I agree that shooting RAW gives you your best images, but I can think of 2 scenarios where jpg would be preferred:

1) you are running low on in-camera memory with no ability to replace cards (jpg files are much smaller)
2) you need longer bursts of rapid-fire shots (jpg files fill up the buffer slower due to smaller size).

Those scenarios are not 'every day' for most of us, but the use of the word 'always' made me wanna qualify just a tiny bit.


----------



## k_kearns (Jan 23, 2017)

Peeb said:


> Didereaux said:
> 
> 
> > k_kearns said:
> ...



Thank you so much. I will try this my next "shoot" and see how it goes. Thank you so much!

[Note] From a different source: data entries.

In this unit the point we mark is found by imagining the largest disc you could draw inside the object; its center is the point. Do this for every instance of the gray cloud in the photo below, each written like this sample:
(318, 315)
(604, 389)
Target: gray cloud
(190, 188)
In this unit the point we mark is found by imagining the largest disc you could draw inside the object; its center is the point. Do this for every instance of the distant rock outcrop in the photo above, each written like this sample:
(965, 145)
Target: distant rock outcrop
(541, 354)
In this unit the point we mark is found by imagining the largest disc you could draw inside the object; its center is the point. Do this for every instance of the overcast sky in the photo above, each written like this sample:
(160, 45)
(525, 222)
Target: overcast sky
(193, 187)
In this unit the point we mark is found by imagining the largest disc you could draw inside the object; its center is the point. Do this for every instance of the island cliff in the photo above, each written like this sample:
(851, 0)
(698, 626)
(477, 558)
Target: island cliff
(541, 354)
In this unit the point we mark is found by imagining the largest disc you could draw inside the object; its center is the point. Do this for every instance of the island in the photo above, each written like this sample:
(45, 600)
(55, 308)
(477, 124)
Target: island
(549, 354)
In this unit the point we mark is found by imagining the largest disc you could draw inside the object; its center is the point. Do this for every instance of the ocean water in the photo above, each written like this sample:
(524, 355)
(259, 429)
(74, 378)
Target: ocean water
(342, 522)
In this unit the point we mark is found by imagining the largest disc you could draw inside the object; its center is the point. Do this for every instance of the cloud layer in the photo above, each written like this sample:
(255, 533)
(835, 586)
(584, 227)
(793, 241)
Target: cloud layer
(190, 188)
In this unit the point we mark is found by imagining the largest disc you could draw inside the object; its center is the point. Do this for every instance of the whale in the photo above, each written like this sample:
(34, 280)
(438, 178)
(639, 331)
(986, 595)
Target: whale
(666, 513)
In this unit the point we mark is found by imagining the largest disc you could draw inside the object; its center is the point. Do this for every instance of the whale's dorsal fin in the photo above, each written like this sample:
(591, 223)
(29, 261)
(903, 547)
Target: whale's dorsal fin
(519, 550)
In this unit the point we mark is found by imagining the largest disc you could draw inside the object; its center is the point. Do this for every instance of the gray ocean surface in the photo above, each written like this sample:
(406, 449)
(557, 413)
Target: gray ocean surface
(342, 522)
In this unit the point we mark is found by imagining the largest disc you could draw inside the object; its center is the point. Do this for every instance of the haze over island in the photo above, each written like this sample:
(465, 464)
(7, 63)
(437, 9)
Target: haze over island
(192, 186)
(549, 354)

Sent from my iPhone using ThePhotoForum.com mobile app


----------



## Didereaux (Jan 23, 2017)

Peeb said:


> Didereaux said:
> 
> 
> > k_kearns said:
> ...



 I was addressing her T5i Rebel specifically.  It only has a frame rate of ~3fps so loading a buffer is more or less a non-issue.   As for filling cards it is is hard to find less than a 16GB HD card these days and with her camera that is approx 800 RAW files....anyone leaving that many photos on a card deserves to lose them or have to quit shooting for the day!  lol


----------



## greybeard (Feb 14, 2017)

Lightroom is powerful enough to grow with you.  Most less expensive options usually hit a wall after a time where as Lightroom just keeps on going.  Photoshop takes over where Lightroom leaves off.  Often you will read "if all you are going to do, you only need (fill in the blank)".   And that is true but, the more you do, the more you will need and Lightroom/Photoshop will do just about anything.


----------